2016 American Democratic presidential nominee Hillary Clinton has taken a lead over President-elect Donald Trump by nearly three million popular votes in final count, according to the non-partisan Cook Political Report.
The independent political news outlet tweeted out on Tuesday that all of the 50 U.S. states plus the Washington District of Columbia, the capital city of the United States, had certified their vote count results.
The former secretary of state garnered 65,844,610 votes and 48.2 percent, compared to Trump's 62,979,636 votes and 46.6 percent. Their gap in popular vote is 2,864,974, its data showed.
Libertarian Candidate Gary Johnson, Green Party Candidate Jill Stein and all write-ins altogether, took 7,804,213 popular votes and 5.7 percent.
Although Clinton captured nearly as many votes as President Barack Obama did to win in 2012, she lost the electoral college by a wide margin.
On Monday, Trump officially secured his future four-year presidency by winning 304 Electoral College votes to Clinton's 227.

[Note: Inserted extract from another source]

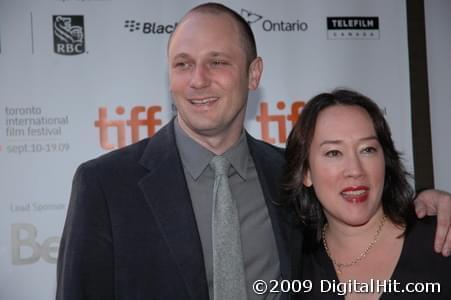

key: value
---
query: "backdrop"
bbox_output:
[0,0,420,300]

Only two out of 306 Republican electors across the country cast their votes for alternatives, while five Democratic electors defected from Clinton to other options like Colin Powell, Bernie Sanders and "Faith Spotted Eagle", a native environmental activist.

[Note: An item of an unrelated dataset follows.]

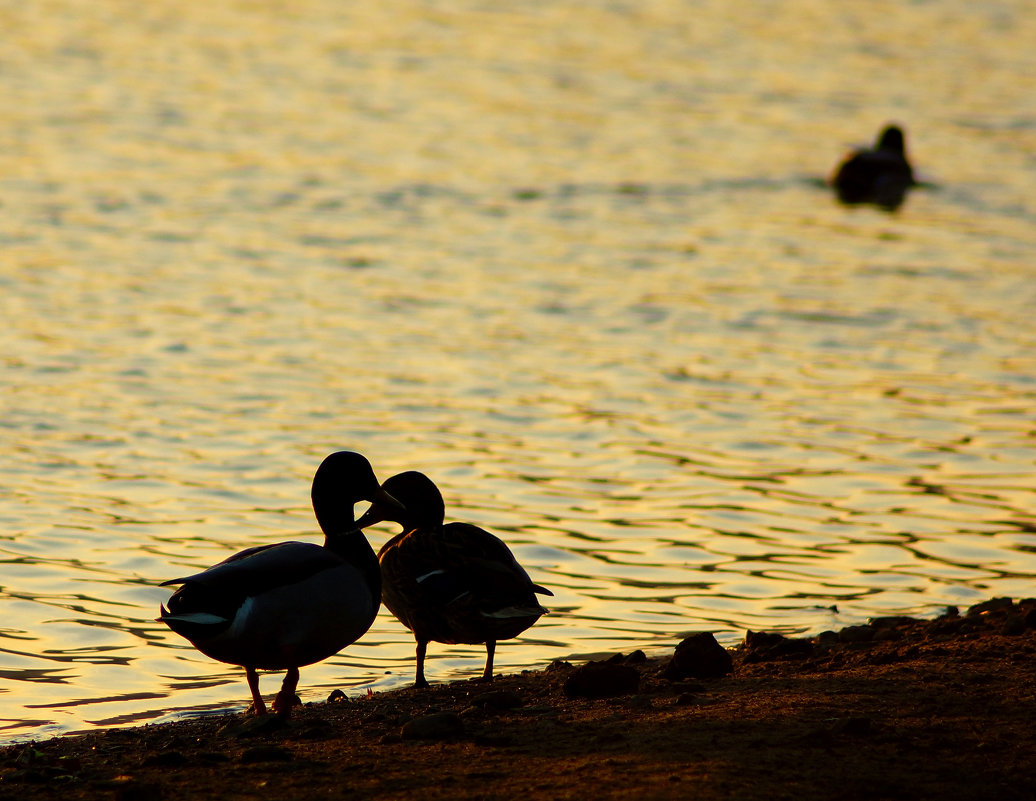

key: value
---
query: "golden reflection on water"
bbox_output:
[0,0,1036,738]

A week after his historic election victory on Nov. 8, Trump tweeted: "The Electoral College is actually genius in that it brings all states, including the smaller ones, into play. Campaigning is much different!"
However, four years ago, Trump tweeted: "The electoral college is a disaster for a democracy", in response to President Obama's reelection against Republican Mitt Romney in 2012.

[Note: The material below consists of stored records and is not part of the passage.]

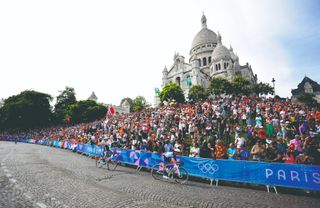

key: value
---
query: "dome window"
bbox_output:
[202,57,207,66]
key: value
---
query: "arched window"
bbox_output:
[202,57,207,66]
[186,75,192,87]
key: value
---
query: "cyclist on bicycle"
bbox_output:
[162,140,176,179]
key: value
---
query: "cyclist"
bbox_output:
[162,140,176,179]
[101,143,110,163]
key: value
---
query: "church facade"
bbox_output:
[291,76,320,103]
[162,15,257,96]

In the year of 2000, the then-Vice President Al Gore earned about 500,000 more votes over Republican nominee George W. Bush. At that time, it was the largest advantage in the popular vote for a candidate who lost the Electoral College vote in the U.S. presidential election.
Clinton is the fifth presidential nominee to win the popular vote but lose the electoral vote in the U.S. history.